Evaluating the performance of cutting-edge statistical methods in reducing confounding bias using plasmode simulations of electronic health record data

Date of Approval
Application Number
Technical Summary

Propensity score is the probability of receiving a given treatment based on various baseline characteristics. This method is widely recommended to handle confounding bias in comparative research [1. Austin 2011 ]. Logistic regression is almost exclusively used to estimate propensity score, and the baseline characteristics are generally simply selected by clinician. Although it may prove accurate in many cases, residual bias may arise from these naïve modelling choices, and alternative methods may be more accurate.

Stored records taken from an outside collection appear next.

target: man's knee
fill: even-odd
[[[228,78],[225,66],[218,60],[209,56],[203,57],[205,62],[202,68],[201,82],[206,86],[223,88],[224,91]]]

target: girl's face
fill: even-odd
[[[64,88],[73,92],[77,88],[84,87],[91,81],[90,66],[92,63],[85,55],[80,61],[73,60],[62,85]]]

High-Dimensional propensity score (hdPS) is an algorithm that automatically selects the covariates to be included in the propensity score model based on their potential for confounding – provided by Bross’ formula [2. Schneeweiss 2009 ]. This method is advocated as a powerful way to select the right baseline covariates for eradicating confounding bias.

Neural Networks, Support Vector Machines (SVM), decision trees (CART), and meta-classifiers are alternatives to logistic regression in estimating propensity scores, with fewer assumptions and supposedly at least as great accuracy [3. Westreich 2010 ].

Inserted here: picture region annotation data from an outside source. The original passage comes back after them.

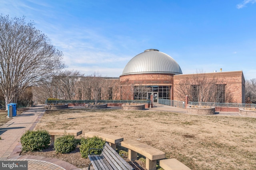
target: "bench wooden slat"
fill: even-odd
[[[175,158],[160,160],[159,165],[165,170],[191,170]]]
[[[121,143],[121,145],[141,154],[152,160],[165,158],[165,153],[164,152],[137,141],[124,141]]]
[[[107,143],[101,154],[89,154],[88,157],[96,170],[134,170]]]
[[[110,149],[110,147],[109,145],[107,145],[106,147],[108,149],[108,151],[109,151],[109,152],[111,152],[113,150]],[[127,162],[124,160],[116,152],[114,151],[114,152],[112,152],[112,153],[114,154],[113,156],[116,156],[118,161],[120,162],[120,166],[122,166],[123,169],[129,170],[131,170],[131,168],[132,168],[131,167],[131,166]]]
[[[109,169],[105,168],[104,165],[105,162],[103,160],[104,158],[101,155],[89,155],[89,158],[92,162],[92,164],[96,170],[109,170]]]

Targeted Maximum Likelihood Estimation (TMLE) is a general algorithm for the construction of double-robust, semiparametric, efficient substitution estimators based on the targeted minimum loss-based estimation and machine learning algorithms to minimise the risk of model misspecification [4. Van der Laan 2011 ].

To evaluate all these methods, we will replicate a previous study (ISAC protocol n°16_166R) whose main objective was to assess the effectiveness of initiating therapy with one or two drug classes in hypertension disease management [5. Marinier 2019]. New users initiating bi-therapy will be matched (1:2) to those initiating monotherapy using propensity scores built with above methods and the outcome of time to blood pressure control will be analysed with a Cox proportional hazards model – except for TMLE that directly estimates the hazard ratio in a non-parametric model on the entire patient set.

Health Outcomes to be Measured

Being a methodological study, the focus will be on only one outcome – the time to blood pressure control – that was the primary outcome of the previous study ISAC n°16_166R [5. Marinier 2019] .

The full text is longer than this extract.